Parliamo di cittadinanza: lo ius scholae
Vivere in Italia o esservi nati non significa esserne automaticamente cittadini. In Italia, infatti, la cittadinanza è riconosciuta automaticamente nel caso in cui si abbia almeno un genitore italiano, cioè quando vale il principio dello ius sanguinis o diritto di sangue. Quali sono quindi le opportunità per chi nasce e cresce in Italia, parla italiano, frequenta le scuole qui e ne condivide la cultura pur non essendo nato da genitori italiani? Una lezione con materiali e attività per discutere in classe di cittadinanza e diritti a partire da un tema caldo dell'attualità.

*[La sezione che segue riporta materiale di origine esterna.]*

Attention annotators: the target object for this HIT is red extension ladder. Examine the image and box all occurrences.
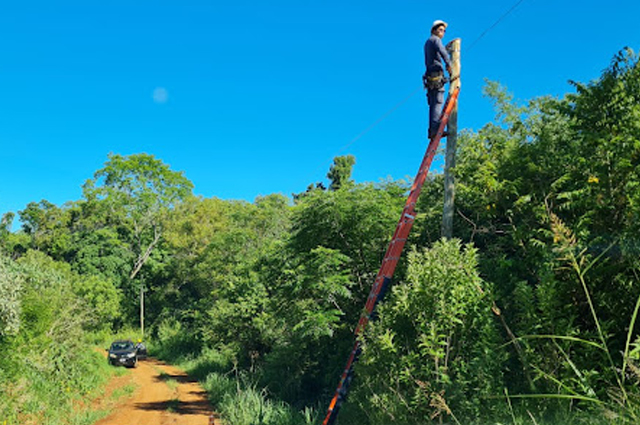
[322,87,460,425]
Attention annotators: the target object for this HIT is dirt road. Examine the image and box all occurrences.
[93,358,221,425]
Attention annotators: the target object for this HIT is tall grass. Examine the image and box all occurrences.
[200,372,318,425]
[152,337,318,425]
[0,346,115,425]
[497,214,640,424]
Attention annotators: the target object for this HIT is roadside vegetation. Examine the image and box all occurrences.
[0,252,123,424]
[2,48,639,424]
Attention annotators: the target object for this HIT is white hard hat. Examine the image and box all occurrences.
[431,20,448,31]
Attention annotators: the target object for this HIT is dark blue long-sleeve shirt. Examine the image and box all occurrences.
[424,35,451,74]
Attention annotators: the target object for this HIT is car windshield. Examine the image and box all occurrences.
[111,341,134,350]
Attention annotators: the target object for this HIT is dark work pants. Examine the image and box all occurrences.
[427,88,445,138]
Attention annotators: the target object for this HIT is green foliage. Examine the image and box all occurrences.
[258,245,355,402]
[72,274,122,326]
[70,227,133,286]
[203,373,317,425]
[18,200,76,258]
[83,152,194,213]
[152,317,202,360]
[291,182,406,289]
[82,152,194,280]
[219,383,294,425]
[563,48,640,243]
[18,250,121,330]
[0,212,15,245]
[441,48,640,423]
[349,239,503,424]
[0,253,22,336]
[521,213,640,423]
[327,155,356,191]
[0,251,115,425]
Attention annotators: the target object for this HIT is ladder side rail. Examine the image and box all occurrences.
[359,87,460,322]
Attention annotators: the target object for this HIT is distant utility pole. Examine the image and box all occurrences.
[442,38,461,239]
[140,283,145,337]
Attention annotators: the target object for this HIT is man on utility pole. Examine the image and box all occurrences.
[424,19,452,139]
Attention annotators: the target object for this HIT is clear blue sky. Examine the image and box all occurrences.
[1,0,639,224]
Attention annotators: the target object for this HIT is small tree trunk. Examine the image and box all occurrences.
[441,38,461,239]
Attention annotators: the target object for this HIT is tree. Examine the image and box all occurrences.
[257,245,354,403]
[83,153,194,280]
[327,155,356,191]
[0,212,14,237]
[83,153,194,333]
[18,200,75,258]
[291,182,406,296]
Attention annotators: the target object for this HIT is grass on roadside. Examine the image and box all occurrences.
[110,383,136,401]
[0,346,119,425]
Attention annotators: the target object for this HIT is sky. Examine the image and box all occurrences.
[1,0,639,227]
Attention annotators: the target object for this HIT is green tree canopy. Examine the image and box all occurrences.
[83,153,194,280]
[327,155,356,191]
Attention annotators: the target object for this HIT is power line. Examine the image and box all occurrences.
[335,87,423,155]
[301,87,423,186]
[305,0,529,184]
[466,0,528,52]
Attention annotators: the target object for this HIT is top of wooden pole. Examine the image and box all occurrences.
[446,38,461,92]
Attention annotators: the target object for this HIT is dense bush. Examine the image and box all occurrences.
[347,239,504,424]
[0,251,115,425]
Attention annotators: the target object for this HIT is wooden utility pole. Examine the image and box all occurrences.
[140,282,145,337]
[442,38,461,239]
[140,282,144,336]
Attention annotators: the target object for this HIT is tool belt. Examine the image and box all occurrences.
[423,71,446,91]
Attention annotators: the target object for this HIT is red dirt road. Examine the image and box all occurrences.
[93,358,221,425]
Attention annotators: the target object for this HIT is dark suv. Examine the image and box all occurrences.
[107,339,139,368]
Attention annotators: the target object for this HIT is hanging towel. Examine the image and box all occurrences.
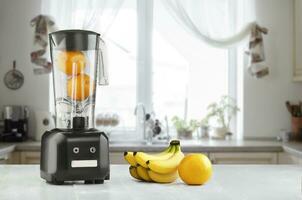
[245,24,269,78]
[30,15,56,75]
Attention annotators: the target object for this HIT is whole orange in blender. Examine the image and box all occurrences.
[57,51,86,75]
[67,74,94,101]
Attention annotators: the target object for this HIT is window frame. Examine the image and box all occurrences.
[136,0,238,135]
[136,0,154,113]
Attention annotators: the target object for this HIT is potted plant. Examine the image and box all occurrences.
[204,95,239,139]
[171,116,199,139]
[199,117,210,139]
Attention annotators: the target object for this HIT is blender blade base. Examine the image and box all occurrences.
[40,128,110,185]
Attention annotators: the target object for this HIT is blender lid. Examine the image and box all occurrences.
[49,29,101,51]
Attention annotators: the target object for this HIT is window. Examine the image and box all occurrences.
[152,4,229,121]
[95,0,235,136]
[49,0,238,137]
[95,0,137,131]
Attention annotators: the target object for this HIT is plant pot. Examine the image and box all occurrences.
[199,126,209,139]
[211,127,229,140]
[177,130,193,140]
[291,117,302,140]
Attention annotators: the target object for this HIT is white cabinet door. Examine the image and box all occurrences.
[110,152,127,165]
[3,152,21,164]
[109,152,210,165]
[0,154,9,164]
[278,152,302,164]
[20,152,40,164]
[209,152,278,164]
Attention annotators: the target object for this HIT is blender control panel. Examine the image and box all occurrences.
[67,137,100,168]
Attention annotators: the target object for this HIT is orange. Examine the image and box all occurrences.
[67,74,94,101]
[178,153,212,185]
[57,51,86,75]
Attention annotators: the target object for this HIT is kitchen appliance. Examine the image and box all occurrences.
[40,30,110,185]
[34,111,55,141]
[1,105,29,142]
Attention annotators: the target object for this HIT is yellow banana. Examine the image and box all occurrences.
[136,165,152,182]
[134,145,176,168]
[124,152,137,166]
[147,145,184,174]
[129,166,142,181]
[148,169,178,183]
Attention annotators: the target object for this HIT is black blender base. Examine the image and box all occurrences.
[46,179,104,185]
[47,180,64,185]
[84,179,104,184]
[105,173,110,180]
[43,171,110,185]
[40,129,110,185]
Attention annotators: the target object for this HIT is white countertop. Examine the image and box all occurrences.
[0,165,301,200]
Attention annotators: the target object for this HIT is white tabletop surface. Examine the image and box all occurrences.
[0,165,301,200]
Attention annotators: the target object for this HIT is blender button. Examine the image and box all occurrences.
[73,147,79,154]
[90,147,96,153]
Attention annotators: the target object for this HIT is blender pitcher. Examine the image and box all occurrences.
[40,30,110,185]
[49,30,108,129]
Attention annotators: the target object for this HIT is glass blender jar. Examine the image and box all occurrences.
[49,30,108,129]
[40,30,110,185]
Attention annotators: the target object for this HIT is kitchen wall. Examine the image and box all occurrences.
[0,0,300,139]
[0,0,49,138]
[243,0,302,138]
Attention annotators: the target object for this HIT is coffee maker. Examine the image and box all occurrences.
[1,106,29,142]
[40,30,110,185]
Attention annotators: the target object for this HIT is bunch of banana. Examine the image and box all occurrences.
[124,140,184,183]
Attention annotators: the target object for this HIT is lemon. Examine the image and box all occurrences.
[178,153,212,185]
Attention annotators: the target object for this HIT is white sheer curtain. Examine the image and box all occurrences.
[161,0,268,77]
[41,0,124,36]
[41,0,125,114]
[161,0,256,48]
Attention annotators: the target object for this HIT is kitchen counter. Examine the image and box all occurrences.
[2,139,284,153]
[0,165,301,200]
[283,142,302,158]
[2,140,302,159]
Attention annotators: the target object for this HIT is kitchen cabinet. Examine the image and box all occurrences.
[6,152,21,164]
[14,151,302,165]
[0,151,289,165]
[111,152,279,165]
[0,152,21,164]
[2,150,302,165]
[110,152,127,164]
[209,152,278,164]
[278,152,302,164]
[5,151,39,164]
[109,152,209,165]
[20,152,40,164]
[0,154,9,164]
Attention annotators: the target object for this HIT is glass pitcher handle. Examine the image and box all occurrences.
[98,37,109,85]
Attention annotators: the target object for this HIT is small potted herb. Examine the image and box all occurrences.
[171,116,199,139]
[199,117,210,139]
[204,95,239,139]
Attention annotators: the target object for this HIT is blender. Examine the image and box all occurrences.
[40,30,110,185]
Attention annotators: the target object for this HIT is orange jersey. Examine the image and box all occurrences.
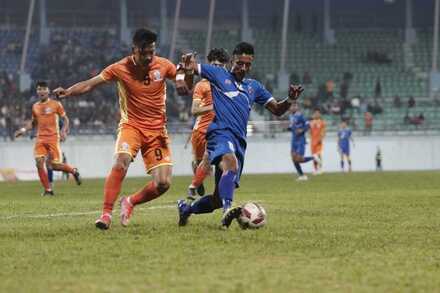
[32,99,65,142]
[192,79,215,134]
[100,56,177,132]
[310,119,326,142]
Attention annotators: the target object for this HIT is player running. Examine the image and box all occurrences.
[289,102,318,181]
[177,42,304,228]
[54,28,189,230]
[187,48,230,200]
[309,108,326,174]
[337,120,354,172]
[15,81,81,196]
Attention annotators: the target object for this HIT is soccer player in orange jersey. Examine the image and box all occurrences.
[54,28,189,230]
[15,81,81,196]
[187,48,230,200]
[309,108,326,174]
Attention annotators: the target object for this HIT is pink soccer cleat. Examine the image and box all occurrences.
[95,213,112,230]
[119,196,134,227]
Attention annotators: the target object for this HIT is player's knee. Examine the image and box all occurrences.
[35,158,45,169]
[155,178,171,193]
[221,154,238,172]
[113,155,131,172]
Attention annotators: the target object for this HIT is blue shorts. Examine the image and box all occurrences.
[291,141,305,157]
[339,145,350,156]
[206,129,246,186]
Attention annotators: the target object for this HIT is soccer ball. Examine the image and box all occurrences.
[238,202,267,229]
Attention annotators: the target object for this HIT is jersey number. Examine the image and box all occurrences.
[154,148,163,161]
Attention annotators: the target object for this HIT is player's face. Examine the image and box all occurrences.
[36,86,50,101]
[133,42,156,66]
[231,54,253,81]
[290,103,299,113]
[313,110,321,119]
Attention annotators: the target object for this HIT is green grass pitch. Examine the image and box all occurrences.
[1,171,440,292]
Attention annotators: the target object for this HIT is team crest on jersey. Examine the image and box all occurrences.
[152,70,162,81]
[247,86,254,95]
[43,107,53,114]
[120,142,129,151]
[225,79,232,85]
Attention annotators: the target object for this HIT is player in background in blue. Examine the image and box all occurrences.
[289,102,318,181]
[337,120,354,172]
[177,42,304,228]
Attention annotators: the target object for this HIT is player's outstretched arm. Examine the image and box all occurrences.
[53,75,106,98]
[265,85,304,116]
[14,120,34,138]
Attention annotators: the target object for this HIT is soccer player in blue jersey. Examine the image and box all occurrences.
[176,42,304,228]
[289,102,318,181]
[337,120,354,172]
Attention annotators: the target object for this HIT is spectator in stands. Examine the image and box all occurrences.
[393,95,402,108]
[340,80,349,99]
[374,79,382,98]
[364,111,373,135]
[303,71,312,84]
[351,96,361,113]
[289,72,300,84]
[408,96,416,108]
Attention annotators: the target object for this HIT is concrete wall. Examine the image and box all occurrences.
[1,133,439,180]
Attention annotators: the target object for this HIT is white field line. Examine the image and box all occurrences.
[0,204,176,220]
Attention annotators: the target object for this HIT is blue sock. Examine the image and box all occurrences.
[47,168,53,183]
[294,162,303,175]
[303,156,314,163]
[219,170,236,212]
[189,195,217,214]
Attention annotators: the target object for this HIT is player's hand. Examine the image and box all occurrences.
[60,130,67,142]
[288,85,304,101]
[175,80,190,96]
[181,52,197,73]
[53,87,69,99]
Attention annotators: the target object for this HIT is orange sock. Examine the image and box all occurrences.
[191,165,209,187]
[53,163,75,174]
[103,167,126,214]
[37,167,51,191]
[129,181,161,206]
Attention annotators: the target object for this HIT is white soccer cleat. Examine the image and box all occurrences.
[296,175,308,181]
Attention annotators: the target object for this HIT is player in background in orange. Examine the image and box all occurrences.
[15,81,81,196]
[309,108,326,174]
[187,48,230,200]
[54,28,189,230]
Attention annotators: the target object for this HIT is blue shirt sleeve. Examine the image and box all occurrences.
[200,64,225,88]
[254,80,273,106]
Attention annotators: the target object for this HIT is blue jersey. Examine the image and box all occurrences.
[199,64,273,140]
[289,112,309,145]
[338,128,352,151]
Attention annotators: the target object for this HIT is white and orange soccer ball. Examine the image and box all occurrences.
[238,202,267,229]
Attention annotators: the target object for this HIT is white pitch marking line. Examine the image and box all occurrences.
[0,204,176,220]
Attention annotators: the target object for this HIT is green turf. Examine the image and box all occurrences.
[1,171,440,292]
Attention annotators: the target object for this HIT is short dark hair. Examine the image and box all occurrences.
[36,81,48,88]
[207,48,230,64]
[313,108,321,113]
[132,28,157,49]
[233,42,254,56]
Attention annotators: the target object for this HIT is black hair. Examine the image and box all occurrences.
[207,48,230,63]
[132,28,157,50]
[313,108,321,112]
[233,42,254,56]
[36,81,48,88]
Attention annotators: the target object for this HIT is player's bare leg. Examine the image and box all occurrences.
[51,162,82,185]
[95,153,131,230]
[188,153,210,200]
[120,165,172,227]
[36,157,53,196]
[291,153,313,181]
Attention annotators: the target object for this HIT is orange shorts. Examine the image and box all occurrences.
[311,140,323,155]
[191,130,207,161]
[115,124,172,173]
[34,140,62,163]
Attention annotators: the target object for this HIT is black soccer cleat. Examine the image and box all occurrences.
[221,207,242,229]
[72,168,82,185]
[187,186,197,201]
[42,190,55,196]
[196,183,205,196]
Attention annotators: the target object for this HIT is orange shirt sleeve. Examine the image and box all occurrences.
[57,101,66,117]
[100,63,119,82]
[192,81,205,101]
[166,60,177,80]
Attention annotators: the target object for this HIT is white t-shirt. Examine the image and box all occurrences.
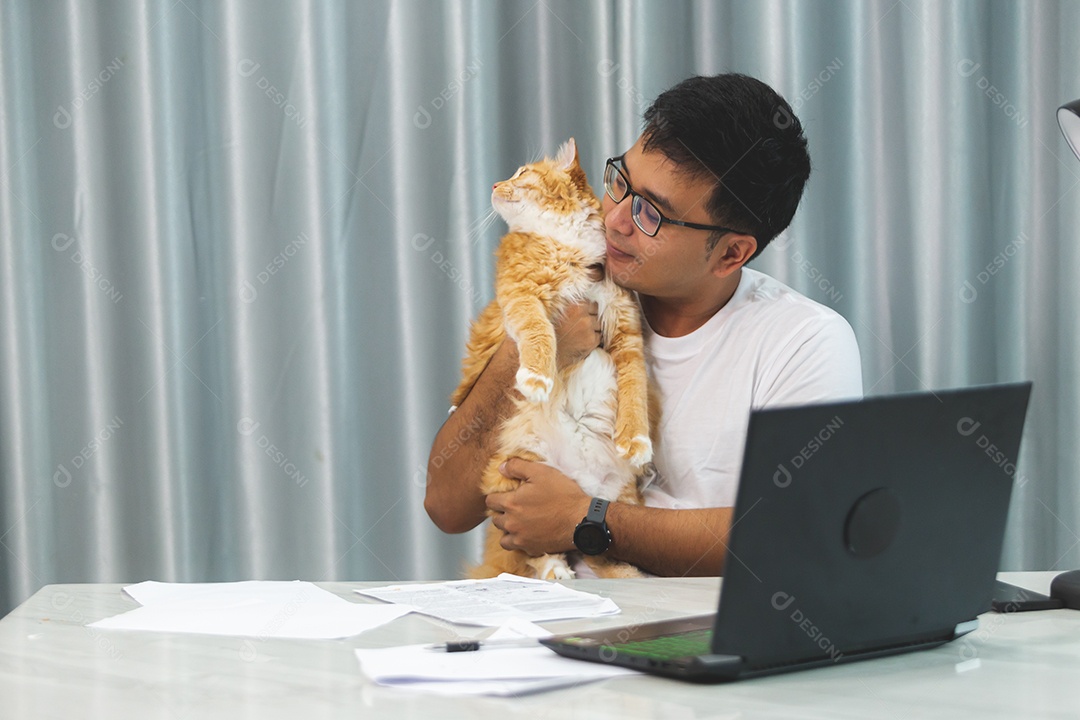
[641,266,863,511]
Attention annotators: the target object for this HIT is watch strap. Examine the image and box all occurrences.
[585,497,610,525]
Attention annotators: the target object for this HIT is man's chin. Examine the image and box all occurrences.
[605,257,641,290]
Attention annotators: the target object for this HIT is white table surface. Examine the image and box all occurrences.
[0,572,1076,719]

Ad oggi chi nasce in Italia da genitori non italiani non ottiene automaticamente la cittadinanza italiana, ma può richiederla una volta diventato maggiorenne. Tuttavia, la procedura per ottenerla è tra le più complesse d’Europa. In Italia, infatti, vige una legge (risalente al 1992) che permette alle persone non cittadine italiane di diventarlo per naturalizzazione o matrimonio.
Se, ad esempio, una persona nata e cresciuta in Italia fa domanda di cittadinanza entro un anno dal compimento del diciottesimo anno di età e dimostra di aver risieduto stabilmente e ininterrottamente in Italia per almeno 10 anni, può ottenere la cittadinanza. Questo significa che i bambini nati in Italia da genitori non italiani saranno considerati stranieri fino alla maggior età, pur avendo vissuto tutta la loro vita in questo Paese. Ciò accade perché lo Stato italiano non riconosce lo ius soli, cioè l’opportunità di ricevere la cittadinanza per il solo fatto di essere nato in territorio italiano (ius soli, cioè 'diritto di suolo') indipendentemente dalla cittadinanza dei genitori.
In passato, esattamente nel 2015, è stata fatta una proposta di legge per cambiare le cose che però non è andata a buon fine. L’idea era quella di assegnare la cittadinanza a tutti coloro che fossero nati in Italia e ne avessero frequentato la scuola per un numero minimo di anni. In quell’occasione si era parlato di ius culturae ('diritto di cultura').
Più di recente, invece, si discute di ius scholae ('diritto di scuola'), che propone di assegnare la cittadinanza italiana a chi nasce in Italia o vi arriva prima dei 12 anni e frequenta almeno 5 anni di scuola in questo Paese. Al momento, però, la proposta non è legge.
La scuola italiana registra dati che invitano alla riflessione su questo tema: studentesse e studenti nati da genitori stranieri iscritti nelle classi italiane sono sempre di più. Queste ragazze e ragazzi vivono divisi tra due mondi: quello della famiglia d’origine, di cui conoscono molto soprattutto attraverso le parole dei genitori e di cui formalmente sono cittadini, ma dove di fatto non vivono; quello italiano, di cui non sono parte riconosciuta, ma che respirano quotidianamente e che loro stessi riconoscono come proprio.